Giuliano e Lorenzo. La primavera dei Medici
- Autore: Adriana Assini
- Genere: Romanzi e saggi storici
- Categoria: Narrativa Italiana
- Anno di pubblicazione: 2019
Scrive: romanzi storici, tanti, premiati. Dipinge: acquerelli, poche mostre, ma con stile, soprattutto all’estero. Adriana Assini vive e lavora a Roma, è appassionata di storia e ha firmato a giugno 2019, per la casa editrice napoletana Scrittura & Scritture, un testo di narrativa nitido e leggibile, Giuliano e Lorenzo. La primavera dei Medici (192 pagine, 14 euro).

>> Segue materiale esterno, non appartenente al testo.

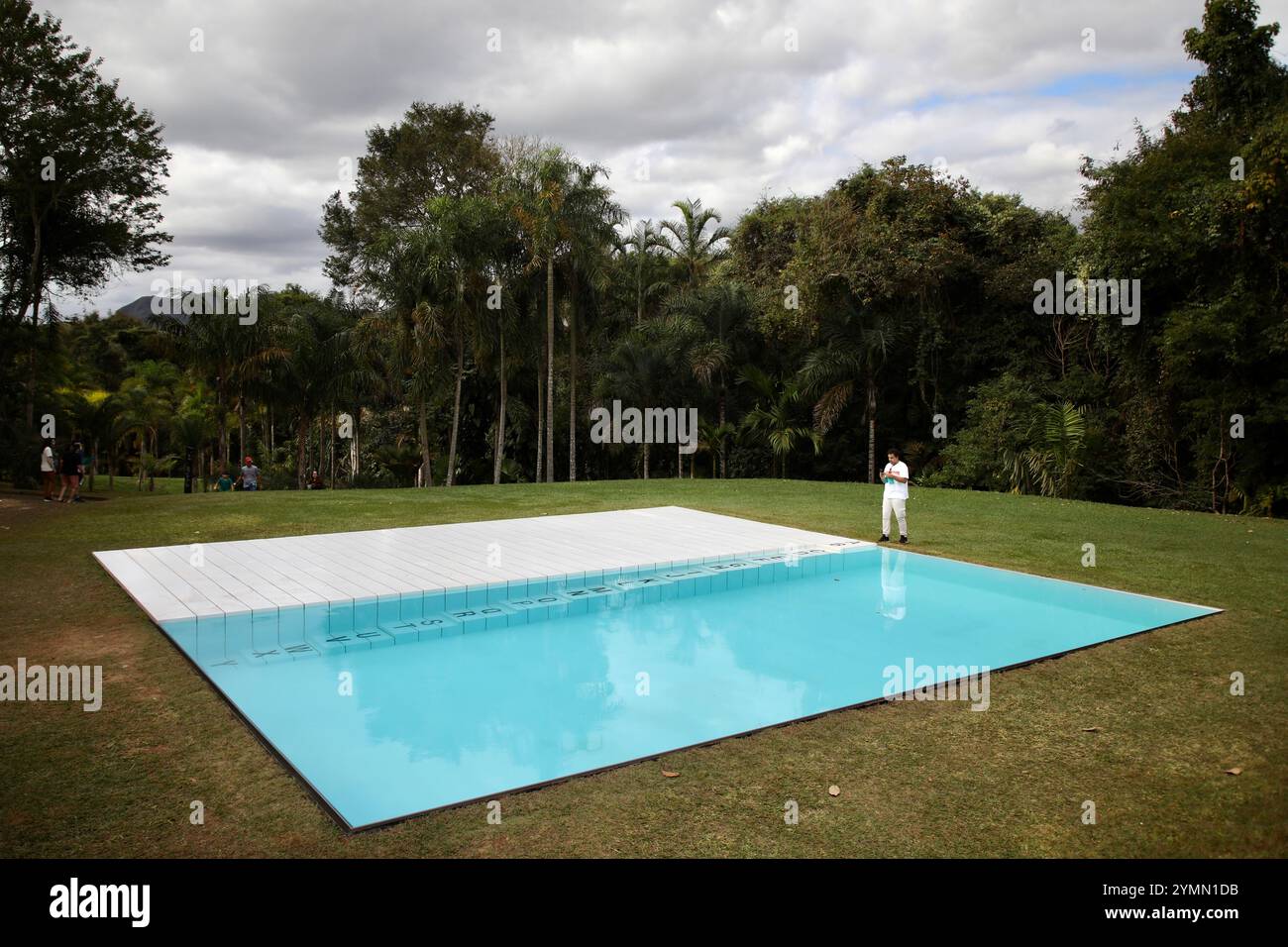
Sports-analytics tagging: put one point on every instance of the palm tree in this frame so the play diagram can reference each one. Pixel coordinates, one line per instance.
(853, 350)
(643, 240)
(309, 341)
(640, 371)
(561, 205)
(692, 244)
(399, 343)
(717, 313)
(776, 418)
(593, 218)
(1056, 437)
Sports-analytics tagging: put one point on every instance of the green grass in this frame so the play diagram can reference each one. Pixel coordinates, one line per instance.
(915, 779)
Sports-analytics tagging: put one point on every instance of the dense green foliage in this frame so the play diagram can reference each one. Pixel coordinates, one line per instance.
(489, 292)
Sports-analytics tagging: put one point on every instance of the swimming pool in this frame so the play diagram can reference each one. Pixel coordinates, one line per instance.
(390, 711)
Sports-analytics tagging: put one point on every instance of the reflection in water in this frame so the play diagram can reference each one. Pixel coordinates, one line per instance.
(894, 594)
(480, 712)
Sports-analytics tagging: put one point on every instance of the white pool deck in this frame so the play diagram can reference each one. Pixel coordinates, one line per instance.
(267, 578)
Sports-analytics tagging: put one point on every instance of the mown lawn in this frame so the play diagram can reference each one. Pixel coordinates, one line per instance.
(915, 779)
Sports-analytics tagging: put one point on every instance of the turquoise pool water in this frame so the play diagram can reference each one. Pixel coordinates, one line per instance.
(386, 711)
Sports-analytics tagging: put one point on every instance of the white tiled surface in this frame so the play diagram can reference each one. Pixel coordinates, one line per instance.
(257, 577)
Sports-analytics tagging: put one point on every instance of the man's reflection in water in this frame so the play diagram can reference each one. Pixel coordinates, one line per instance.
(894, 604)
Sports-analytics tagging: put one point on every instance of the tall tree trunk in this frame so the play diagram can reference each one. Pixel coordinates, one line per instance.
(355, 447)
(456, 405)
(34, 285)
(872, 432)
(498, 454)
(241, 421)
(426, 471)
(541, 423)
(220, 402)
(572, 385)
(724, 442)
(550, 368)
(301, 438)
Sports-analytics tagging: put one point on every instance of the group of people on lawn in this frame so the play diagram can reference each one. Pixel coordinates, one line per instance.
(71, 466)
(252, 476)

È chiaro che ci riporta ai due fratelli rinascimentali tanto importanti nella storia di Firenze e, il maggiore, in quella della letteratura italiana:
Quant’è bella giovinezza che si fugge tuttavia, chi vuol esser lieto sia, del doman non v’è certezza.
Ma il racconto non è scontato, la trama è sapientemente strutturata e dei due figli di Piero il Gottoso, secondo della dinastia de’ Medici, si apprende dal racconto e dai dialoghi di altri protagonisti fiorentini della seconda metà del 1400. I due non ci vengono presentati solo dalla Assini, ma sono introdotti un po’ alla volta attraverso la descrizione, rapida e tuttavia informata, di altri primi protagonisti del romanzo.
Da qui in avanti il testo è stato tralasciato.